Understand too that the Turboprop 2 network paradigm trains by adding hidden neurons one by one, up to a maximum of 80. Zero hidden neurons produce a linear model, and the model becomes more and more non-linear the more hidden neurons are added. Generally speaking, the more hidden neurons added, the “tighter” the fit becomes and the longer the training takes. Previous practitioners of older types of neural nets like the primitive “backpropagation” nets are cautioned not to try to equate Turboprop 2 performance with a certain number of hidden nodes with backpropagation performance using the same number. These are very different algorithms.

The sliding bar used to adjust the number of hidden neurons is labeled Number of hidden nodes during training.

Next, we will discuss the small check box marked Adjust training set for trending markets by evenly distributing training bars. Understand that neural networks are pattern recognition devices: they make predictions based upon what happened during training when they encountered similar patterns. If your training set covered a period of a strong and sustained bull or bear market, the majority of the patterns are likely to be all in one direction. Neural nets aren’t likely to predict the other direction well at all in such a case. Ideally, you’d like to have about half of your training patterns showing up trends, and the other half showing down trends, to varying degrees.

Turning on this option will cause your training sets to be automatically balanced in this way. If you are predicting some output that shows both positive and negative numbers (like percent change), the algorithm will produce a training set having roughly the same number of both signs. If your output is an indicator that always has the same sign (like an indicator that is always between 0 and 100) then the algorithm will select even numbers above and below the mean based on the data’s distribution.

Selecting the Shortest Average Trade Span option causes the optimization to give preference to neural networks with an average trade span greater than or equal to the Shortest Average Trade Span over the back testing period. Use this option is to decrease the number of trades if you find that optimization produces too many trades over the optimization period. It is recommended that you choose this option only if you are unable to achieve your goals using other methods.

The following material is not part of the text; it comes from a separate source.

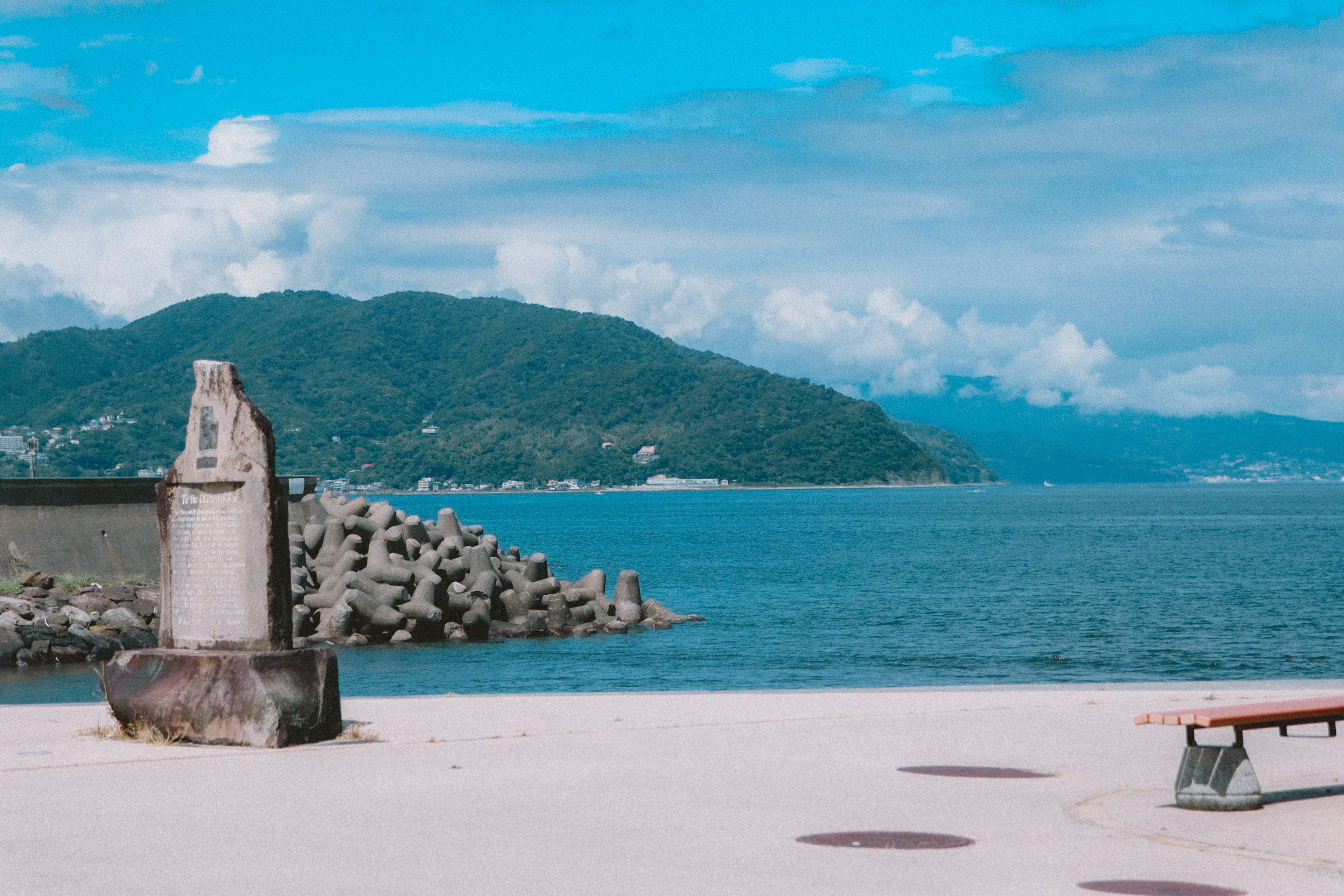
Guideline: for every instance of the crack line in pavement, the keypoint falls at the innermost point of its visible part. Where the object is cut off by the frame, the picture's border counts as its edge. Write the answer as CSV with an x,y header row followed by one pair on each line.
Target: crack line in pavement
x,y
1094,811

Selecting the Longest Average Trade Span option causes the optimization to give preference to neural networks with an average trade span less than or equal to the Longest Average Trade Span over the back testing period. Use this option to increase the number of trades if you find that optimization produces too few trades over the optimization period. It is recommended that you choose this option only if you are unable to achieve your goals using other methods.

The average trade span is the average number of bars that all of the trades are in over the optimization period. An acceptable average trade span may produce undesirable trades by having one very long trade and several short trades. Selection of the Shortest and Longest Average Trade Spans are not necessarily the answer to your problems.

Finally, if you have selected the Input Selection or Full Optimization mode of optimization, you may select the Maximum number of inputs that the GA is allowed to use. The GA may determine that less is better. Remember that the more inputs in a network, the greater the chances of “over-fitting”.